Back to training for the Sails of Change crew

Yesterday afternoon, the crew of the maxi-trimaran, Sails of Change, set sail for the second time this week. As soon as they passed the Petit-Trého port channel buoy and hoisted the mainsail, the maxi-trimaran skippered by Yann Guichard headed south-east. Under a bright sun, the 13 crew members unfurled the large gennaker of the largest ocean racing trimaran in the world and were able to start 18 hours of training towards Arcachon.

Route of the maxi-trimaran Sails of Change skippered by Yann Guichard.

Yann Guichard says: “This week, we went sailing for the first time since the end of our Jules Verne Trophy stand-by. I think everyone is glad to be reunited and to sail together again. Yesterday, we left Quiberon Bay in the early afternoon with little wind. But it quickly picked up, reaching 34 knots in a gust. The sea became rougher too, with short waves. It was a bit hard for everyone to get back into the swing of things so quickly, but it was interesting to sail in these more challenging conditions. Despite the wind, it was a beautiful night with an almost full moon, no clouds on the horizon and amazing light. On board, we welcomed two new crew members who are testing for the new season. At the same time, we carried out different tests on the batteries, the consumption on board, the energy production with the bike, the wind generator, etc. Finally, we put in place old sails that were cut this winter, and new sails that we have just received, in order to test them under different configurations. Next week, we will sail again to continue to gain experience together, and to fine-tune the final adjustments on board the boat.

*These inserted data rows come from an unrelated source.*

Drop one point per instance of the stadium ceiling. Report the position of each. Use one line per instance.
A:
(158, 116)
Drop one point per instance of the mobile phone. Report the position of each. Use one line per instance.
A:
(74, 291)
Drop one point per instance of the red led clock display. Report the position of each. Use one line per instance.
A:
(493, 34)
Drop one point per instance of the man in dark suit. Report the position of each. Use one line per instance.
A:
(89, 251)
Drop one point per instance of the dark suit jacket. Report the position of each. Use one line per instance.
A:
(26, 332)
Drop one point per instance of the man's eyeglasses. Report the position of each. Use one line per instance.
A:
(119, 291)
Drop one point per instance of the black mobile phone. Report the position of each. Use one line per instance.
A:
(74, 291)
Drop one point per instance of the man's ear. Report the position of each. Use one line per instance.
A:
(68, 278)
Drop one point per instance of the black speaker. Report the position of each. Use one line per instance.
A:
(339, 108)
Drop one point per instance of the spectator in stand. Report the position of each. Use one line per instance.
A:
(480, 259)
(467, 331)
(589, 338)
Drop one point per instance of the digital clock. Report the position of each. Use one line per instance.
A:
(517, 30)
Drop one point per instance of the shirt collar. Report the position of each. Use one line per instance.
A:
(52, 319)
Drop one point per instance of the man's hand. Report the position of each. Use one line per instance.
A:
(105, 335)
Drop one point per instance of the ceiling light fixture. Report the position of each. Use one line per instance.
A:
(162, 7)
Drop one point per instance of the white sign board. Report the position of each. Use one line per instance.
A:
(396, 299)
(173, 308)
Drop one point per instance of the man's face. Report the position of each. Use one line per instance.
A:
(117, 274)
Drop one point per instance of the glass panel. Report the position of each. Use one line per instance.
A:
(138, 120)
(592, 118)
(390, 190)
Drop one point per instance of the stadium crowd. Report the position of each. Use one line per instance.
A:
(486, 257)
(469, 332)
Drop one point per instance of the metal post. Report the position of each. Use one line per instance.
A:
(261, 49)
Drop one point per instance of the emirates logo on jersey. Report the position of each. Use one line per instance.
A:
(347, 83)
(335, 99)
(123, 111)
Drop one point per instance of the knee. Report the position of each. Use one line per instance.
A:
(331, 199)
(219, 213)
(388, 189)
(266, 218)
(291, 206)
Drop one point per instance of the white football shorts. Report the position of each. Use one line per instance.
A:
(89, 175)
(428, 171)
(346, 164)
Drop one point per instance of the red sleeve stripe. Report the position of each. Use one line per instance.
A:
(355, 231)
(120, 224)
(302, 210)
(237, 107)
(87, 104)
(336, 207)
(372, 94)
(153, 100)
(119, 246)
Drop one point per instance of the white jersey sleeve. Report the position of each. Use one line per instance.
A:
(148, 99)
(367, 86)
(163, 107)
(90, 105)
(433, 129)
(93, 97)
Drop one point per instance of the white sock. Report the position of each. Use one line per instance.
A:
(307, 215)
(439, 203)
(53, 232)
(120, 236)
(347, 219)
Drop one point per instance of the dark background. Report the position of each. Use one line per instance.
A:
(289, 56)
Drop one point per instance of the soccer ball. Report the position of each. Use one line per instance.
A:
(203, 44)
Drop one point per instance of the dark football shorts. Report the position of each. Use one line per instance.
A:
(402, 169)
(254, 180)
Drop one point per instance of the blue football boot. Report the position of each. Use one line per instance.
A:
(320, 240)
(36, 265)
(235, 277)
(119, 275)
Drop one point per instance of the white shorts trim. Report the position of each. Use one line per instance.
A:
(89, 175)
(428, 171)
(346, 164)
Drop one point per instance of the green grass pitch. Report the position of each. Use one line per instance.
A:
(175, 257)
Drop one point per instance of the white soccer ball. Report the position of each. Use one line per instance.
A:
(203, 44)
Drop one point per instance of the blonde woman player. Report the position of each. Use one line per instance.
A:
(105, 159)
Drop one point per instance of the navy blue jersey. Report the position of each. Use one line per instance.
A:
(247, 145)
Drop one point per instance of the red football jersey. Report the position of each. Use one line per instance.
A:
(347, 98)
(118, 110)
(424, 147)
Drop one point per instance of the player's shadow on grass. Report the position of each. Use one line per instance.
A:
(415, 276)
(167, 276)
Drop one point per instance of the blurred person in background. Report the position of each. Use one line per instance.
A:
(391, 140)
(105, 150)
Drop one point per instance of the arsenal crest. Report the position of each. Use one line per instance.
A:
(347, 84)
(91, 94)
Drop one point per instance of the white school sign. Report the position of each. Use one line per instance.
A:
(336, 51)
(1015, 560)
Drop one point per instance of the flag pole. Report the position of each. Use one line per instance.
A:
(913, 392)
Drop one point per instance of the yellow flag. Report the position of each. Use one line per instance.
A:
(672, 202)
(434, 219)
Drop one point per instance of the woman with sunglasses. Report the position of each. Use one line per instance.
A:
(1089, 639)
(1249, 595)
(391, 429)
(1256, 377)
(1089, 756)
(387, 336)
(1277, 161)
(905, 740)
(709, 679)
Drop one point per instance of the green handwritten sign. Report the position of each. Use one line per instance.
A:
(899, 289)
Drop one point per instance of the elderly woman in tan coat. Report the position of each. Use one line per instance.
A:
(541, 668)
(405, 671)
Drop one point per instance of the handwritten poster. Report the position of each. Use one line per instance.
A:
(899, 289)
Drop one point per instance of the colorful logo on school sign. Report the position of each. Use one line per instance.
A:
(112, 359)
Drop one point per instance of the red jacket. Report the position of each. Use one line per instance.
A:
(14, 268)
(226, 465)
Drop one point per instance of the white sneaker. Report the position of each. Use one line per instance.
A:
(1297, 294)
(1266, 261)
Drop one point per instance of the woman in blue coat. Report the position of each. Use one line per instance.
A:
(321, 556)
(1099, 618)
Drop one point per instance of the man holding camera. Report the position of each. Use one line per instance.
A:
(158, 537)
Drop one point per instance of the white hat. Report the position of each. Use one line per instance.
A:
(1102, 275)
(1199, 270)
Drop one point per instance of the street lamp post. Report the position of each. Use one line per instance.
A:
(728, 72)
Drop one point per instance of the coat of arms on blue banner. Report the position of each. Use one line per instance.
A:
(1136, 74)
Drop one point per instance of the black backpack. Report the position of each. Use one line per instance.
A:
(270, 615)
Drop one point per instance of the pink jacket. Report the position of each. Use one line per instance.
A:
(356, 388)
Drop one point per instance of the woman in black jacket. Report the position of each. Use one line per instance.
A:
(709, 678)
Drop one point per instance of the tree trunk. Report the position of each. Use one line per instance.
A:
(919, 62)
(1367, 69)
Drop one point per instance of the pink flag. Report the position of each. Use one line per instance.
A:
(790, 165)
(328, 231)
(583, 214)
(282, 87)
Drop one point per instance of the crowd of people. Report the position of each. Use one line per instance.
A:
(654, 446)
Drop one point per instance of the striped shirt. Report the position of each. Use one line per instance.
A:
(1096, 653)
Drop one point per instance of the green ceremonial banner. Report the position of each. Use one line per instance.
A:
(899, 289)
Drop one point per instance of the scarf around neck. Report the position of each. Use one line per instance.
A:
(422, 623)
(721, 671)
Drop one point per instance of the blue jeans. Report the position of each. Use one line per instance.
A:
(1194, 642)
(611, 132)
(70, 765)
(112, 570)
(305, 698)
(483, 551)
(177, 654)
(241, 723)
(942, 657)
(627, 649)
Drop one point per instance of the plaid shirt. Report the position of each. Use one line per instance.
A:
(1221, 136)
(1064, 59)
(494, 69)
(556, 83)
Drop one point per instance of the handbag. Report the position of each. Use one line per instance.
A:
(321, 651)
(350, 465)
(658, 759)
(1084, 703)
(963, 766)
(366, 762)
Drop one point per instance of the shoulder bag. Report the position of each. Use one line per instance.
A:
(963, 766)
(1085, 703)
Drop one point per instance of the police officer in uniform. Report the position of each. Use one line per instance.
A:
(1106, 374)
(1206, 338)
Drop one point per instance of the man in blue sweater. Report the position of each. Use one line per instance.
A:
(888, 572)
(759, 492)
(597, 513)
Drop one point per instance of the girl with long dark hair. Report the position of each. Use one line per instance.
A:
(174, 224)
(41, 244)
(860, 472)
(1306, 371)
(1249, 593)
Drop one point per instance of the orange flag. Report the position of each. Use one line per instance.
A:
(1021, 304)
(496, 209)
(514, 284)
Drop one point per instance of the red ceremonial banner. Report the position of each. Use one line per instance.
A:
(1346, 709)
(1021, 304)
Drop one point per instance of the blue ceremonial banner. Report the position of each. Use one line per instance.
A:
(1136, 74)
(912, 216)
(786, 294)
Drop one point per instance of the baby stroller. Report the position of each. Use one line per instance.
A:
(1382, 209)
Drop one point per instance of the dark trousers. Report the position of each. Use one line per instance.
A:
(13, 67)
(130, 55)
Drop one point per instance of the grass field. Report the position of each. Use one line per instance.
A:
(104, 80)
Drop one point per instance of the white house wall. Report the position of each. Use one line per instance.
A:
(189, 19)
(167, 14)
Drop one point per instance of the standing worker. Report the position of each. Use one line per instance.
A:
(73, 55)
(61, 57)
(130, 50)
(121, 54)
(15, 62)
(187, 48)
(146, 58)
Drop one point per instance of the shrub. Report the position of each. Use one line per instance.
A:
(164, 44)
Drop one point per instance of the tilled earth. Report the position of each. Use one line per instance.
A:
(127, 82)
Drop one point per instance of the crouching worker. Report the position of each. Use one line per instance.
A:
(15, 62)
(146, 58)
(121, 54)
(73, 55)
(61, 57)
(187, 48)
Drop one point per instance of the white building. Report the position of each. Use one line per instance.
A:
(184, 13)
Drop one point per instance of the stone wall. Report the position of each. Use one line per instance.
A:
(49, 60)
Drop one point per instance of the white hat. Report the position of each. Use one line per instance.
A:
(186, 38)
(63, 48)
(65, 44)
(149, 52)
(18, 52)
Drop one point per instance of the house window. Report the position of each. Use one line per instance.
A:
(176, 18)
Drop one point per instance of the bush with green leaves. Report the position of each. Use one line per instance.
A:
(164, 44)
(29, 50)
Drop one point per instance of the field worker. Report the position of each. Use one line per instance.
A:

Jackson Bouttell at the masthead of the maxi-trimaran Sails of Change

The objective for Yann Guichard is to be ready for April 15th. The crew will be on stand-by again for a month,to consider a record attempt on the Discovery Route (transatlantic race from East to West, between Cadiz in Spain and San Salvador in the Bahamas). The record to beat is of 6 days, 14 hours, 29 minutes and 21 seconds – and both Yann and the crew know it well, as they have held it since November 6, 2013!